The fiscal stimulus announced by the government on Tuesday will make many businesses happy. The resultant price cuts that have been announced could well encourage some revival of demand—which was the intended effect. Given the Constitutional constraints on the government, such indirect tax changes were the only option left as far as conventional fiscal instruments were concerned. There were significant expectations that these or similar measures would be announced in the Interim Budget presented last week, but the government argued at the time that propriety came in the way of any fresh stimulus package—an explanation that begs the question as to when such propriety issues got time-barred. If the real explanation is that the government did not think last week that a fresh stimulus was required, and changed its mind after the howl of protest that greeted the Interim Budget’s inaction, it creates the impression that North Block is not applying a firm hand to the rudder, and is reacting to criticism rather than working to its own plan.
It may be a contradiction to speak of fiscal stimulus and fiscal discipline in the same breath, but the fact is that there are more efficient and less efficient ways of providing a fiscal stimulus. In the current scenario, in which the effective fiscal deficit is already at record levels, there has to be very careful calibration of further stimulus measures, for effectiveness and appropriateness. When the Interim Budget was presented, there was some uncertainty about whether the reductions announced in December, which were supposed to expire on March 31, were to be extended or not. That they will be extended was made clear only in Tuesday’s announcement. Those reductions were estimated to cost about Rs 8,700 crore in lost revenue over four months; extrapolated for a full year, that would translate into almost Rs 25,000 crore. Add to this the Rs 29,000 crore foregone by the further cuts on Tuesday and the result is an immediate addition of Rs 54,000 crore to the estimated deficit for 2009-10. That is over and above the Interim Budget estimate, and would take the deficit for the next financial year to 6.4 per cent of GDP. If, in addition, the new government pushes through with another 1 per cent of GDP as Plan spending, as has been indicated, the deficit would climb to 7.4 per cent of GDP—nearly the same level as this year, despite not having to pay for a farm loan waiver and bloated oil and fertiliser bills.
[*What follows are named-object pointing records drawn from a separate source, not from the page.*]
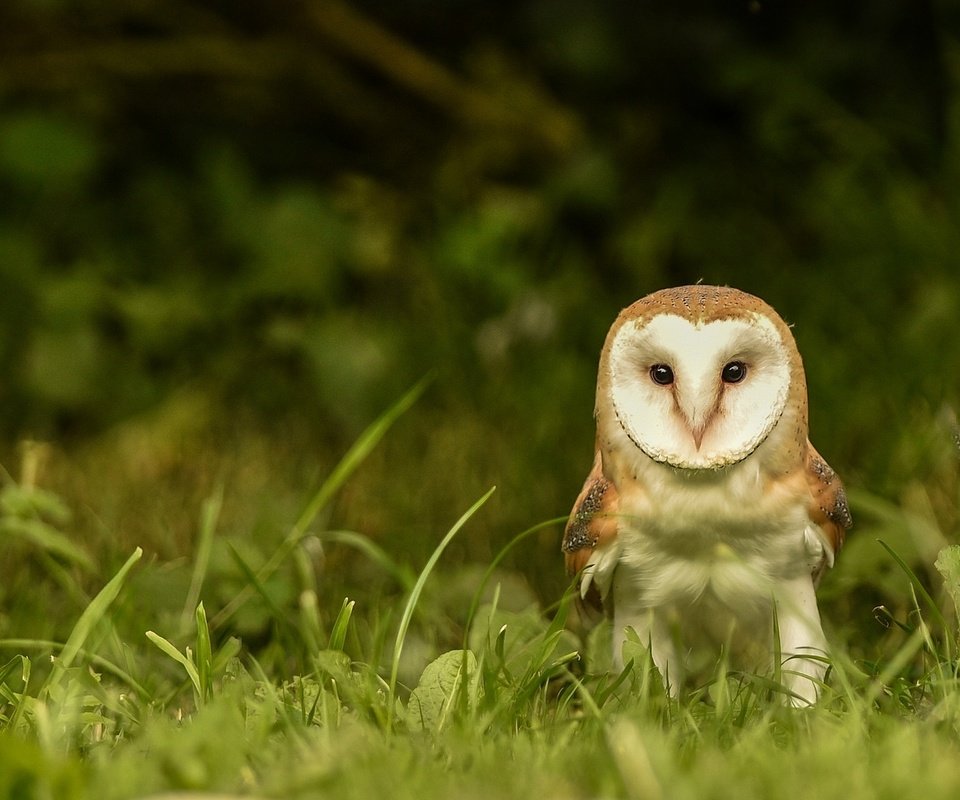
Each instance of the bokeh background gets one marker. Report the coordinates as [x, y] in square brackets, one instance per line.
[233, 233]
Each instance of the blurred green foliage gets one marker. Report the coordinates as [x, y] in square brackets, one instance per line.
[276, 217]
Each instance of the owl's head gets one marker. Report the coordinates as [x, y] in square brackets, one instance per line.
[699, 377]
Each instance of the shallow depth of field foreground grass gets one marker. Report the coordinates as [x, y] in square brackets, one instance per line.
[454, 684]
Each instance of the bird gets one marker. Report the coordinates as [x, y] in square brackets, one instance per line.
[707, 518]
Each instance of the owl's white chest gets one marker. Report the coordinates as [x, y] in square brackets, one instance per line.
[716, 542]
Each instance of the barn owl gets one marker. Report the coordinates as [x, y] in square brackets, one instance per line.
[707, 516]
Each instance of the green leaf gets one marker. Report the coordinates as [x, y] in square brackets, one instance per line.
[437, 692]
[418, 590]
[46, 538]
[188, 665]
[91, 615]
[948, 564]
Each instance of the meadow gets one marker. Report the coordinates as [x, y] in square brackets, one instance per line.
[448, 684]
[300, 311]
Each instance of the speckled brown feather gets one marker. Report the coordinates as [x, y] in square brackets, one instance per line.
[592, 523]
[828, 504]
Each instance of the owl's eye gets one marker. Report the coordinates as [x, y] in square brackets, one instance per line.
[734, 372]
[661, 374]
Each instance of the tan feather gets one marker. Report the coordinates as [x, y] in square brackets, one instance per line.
[592, 523]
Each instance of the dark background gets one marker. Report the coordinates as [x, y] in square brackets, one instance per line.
[233, 233]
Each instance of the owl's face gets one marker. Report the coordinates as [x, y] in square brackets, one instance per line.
[699, 393]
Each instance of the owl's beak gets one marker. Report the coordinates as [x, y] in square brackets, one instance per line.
[699, 424]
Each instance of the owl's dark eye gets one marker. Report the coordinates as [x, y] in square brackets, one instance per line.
[734, 372]
[661, 374]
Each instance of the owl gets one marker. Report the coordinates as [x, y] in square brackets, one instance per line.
[707, 518]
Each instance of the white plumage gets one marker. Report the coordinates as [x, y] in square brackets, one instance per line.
[707, 510]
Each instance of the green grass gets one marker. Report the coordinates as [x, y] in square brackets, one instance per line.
[436, 682]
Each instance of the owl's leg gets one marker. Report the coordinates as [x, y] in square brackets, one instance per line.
[652, 631]
[802, 643]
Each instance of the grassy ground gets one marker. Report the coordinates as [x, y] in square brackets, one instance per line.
[244, 670]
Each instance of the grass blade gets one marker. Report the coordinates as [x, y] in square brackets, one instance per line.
[168, 648]
[415, 598]
[915, 581]
[91, 615]
[204, 655]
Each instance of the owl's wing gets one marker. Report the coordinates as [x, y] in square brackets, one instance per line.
[590, 544]
[828, 508]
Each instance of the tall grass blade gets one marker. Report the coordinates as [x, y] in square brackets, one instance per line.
[915, 581]
[352, 459]
[415, 598]
[91, 615]
[190, 668]
[204, 655]
[339, 633]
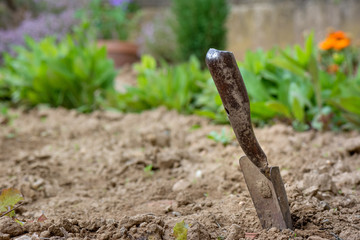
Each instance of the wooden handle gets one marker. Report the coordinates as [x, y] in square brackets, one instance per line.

This is a huge burden. Under the pressure of government borrowing to finance the deficit, interest rates will harden—and almost certainly crowd out private borrowers. This can be avoided only if the Reserve Bank of India buys back the monetary stabilisation securities so as to pump out more cash, and drops the cash reserve ratio so that banks have money to buy government bonds. But that will not address the growing international worry about the fiscal direction in which India is headed. One rating agency has put India on rating watch, and the eventual loss of investment grade rating should not be a surprise. There is the risk of tax revenues falling short of estimates, of global funds steering clear of India for fear of the downside risk, and as a consequence failure to get various infrastructure projects off the ground (because domestic funding is too small to fit the bill).